RE: Compression through normalization

From: Kent Karlsson (kentk@cs.chalmers.se)
Date: Thu Dec 04 2003 - 08:10:17 EST

  • Next message: Peter Kirk: "Re: OT (was RE: MS Windows and Unicode 4.0 ?)"

    Philippe Verdy wrote:

    ...
    > letters each. Fortunately, the definition of Hangul syllable blocks need
    > not be changed, as it works well with Hangul syllables as L+, V+, T*
    > (where L, V, and T stand for single-letter jamos).

            In fact the Unicode encoding of modern Hangul syllables is more
            accurately:

                    (Ls|Lm)+ (Vs|Vm)+ (Ts|Tm)*

            where Ls,Vs,Ts are single-letter L,V,T modern jamos
            and Lm,Vm,Tm are multiple-letter L,V,T modern jamos

    Yes, but that goes beyond what I wanted to say.

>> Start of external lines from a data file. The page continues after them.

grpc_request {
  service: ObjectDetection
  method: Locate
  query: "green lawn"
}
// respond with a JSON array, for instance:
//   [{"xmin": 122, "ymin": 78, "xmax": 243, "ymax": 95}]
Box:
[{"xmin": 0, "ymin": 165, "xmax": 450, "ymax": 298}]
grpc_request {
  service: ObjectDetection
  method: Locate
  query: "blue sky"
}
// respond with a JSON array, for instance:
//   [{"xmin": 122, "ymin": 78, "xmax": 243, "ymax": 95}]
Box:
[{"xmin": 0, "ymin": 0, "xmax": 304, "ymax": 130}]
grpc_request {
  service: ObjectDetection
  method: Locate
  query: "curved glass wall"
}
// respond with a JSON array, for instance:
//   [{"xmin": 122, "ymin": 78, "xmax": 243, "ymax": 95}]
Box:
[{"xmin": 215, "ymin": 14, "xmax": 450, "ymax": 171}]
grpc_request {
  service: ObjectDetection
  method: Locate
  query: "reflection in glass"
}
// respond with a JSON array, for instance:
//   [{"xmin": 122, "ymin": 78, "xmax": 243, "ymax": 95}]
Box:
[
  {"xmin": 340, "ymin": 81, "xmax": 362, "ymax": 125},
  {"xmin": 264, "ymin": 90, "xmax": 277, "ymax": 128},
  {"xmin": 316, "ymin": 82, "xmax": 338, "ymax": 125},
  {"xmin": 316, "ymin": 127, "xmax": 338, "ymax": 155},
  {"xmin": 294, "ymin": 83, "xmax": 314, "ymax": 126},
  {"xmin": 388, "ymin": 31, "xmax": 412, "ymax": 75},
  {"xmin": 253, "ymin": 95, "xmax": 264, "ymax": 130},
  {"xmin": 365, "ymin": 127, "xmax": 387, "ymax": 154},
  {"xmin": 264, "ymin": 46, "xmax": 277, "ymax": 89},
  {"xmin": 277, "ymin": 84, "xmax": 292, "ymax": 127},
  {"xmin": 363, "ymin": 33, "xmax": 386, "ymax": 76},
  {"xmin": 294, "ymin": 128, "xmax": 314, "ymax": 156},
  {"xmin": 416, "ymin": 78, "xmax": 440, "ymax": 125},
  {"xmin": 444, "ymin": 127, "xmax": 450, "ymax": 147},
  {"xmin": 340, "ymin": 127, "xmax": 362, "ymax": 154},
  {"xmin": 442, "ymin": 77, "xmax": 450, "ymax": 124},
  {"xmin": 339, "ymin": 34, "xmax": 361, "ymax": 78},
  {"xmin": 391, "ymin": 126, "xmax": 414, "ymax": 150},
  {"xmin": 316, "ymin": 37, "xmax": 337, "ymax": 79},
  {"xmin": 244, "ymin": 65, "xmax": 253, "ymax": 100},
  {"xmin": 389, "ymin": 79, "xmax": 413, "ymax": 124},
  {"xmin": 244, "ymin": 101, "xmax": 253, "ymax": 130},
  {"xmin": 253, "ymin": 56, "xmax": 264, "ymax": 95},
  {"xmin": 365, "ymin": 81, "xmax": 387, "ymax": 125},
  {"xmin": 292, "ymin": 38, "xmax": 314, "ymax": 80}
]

            If we count also the encoded modern LV and LVT johab syllables:
                  
                    ( ( (Ls|Lm)+ (Vs|Vm)+ )
                    | ( (Ls|Lm)* (LsVs|LsVm|LmVs|LmVm) (Vs|Vm)* )
                    | ( (Ls|Lm)* (LsVsTs|LsVmTs|LmVsTs|LmVmTs|
                                  LsVsTm|LsVmTm|LmVsTm|LmVmTm) )
                    ) (Ts|Tm)*

    I'm not even going to try to parse that...

            The idea is to allow decomposing Lm,Vm, or Tm into sequences of
            Ls, Vs, or Ts using supplementary decompositions including for the
            compatibility Hangul syllables.
            So this will effectively produce syllables encoded only with
                    Ls+ Vs+ Ts*

    That's what I said.

            Then to recompose them as much as possible to build Lm,Vm,Tm jamos,

    One can do that, yes (but not as part of Unicode normalisation).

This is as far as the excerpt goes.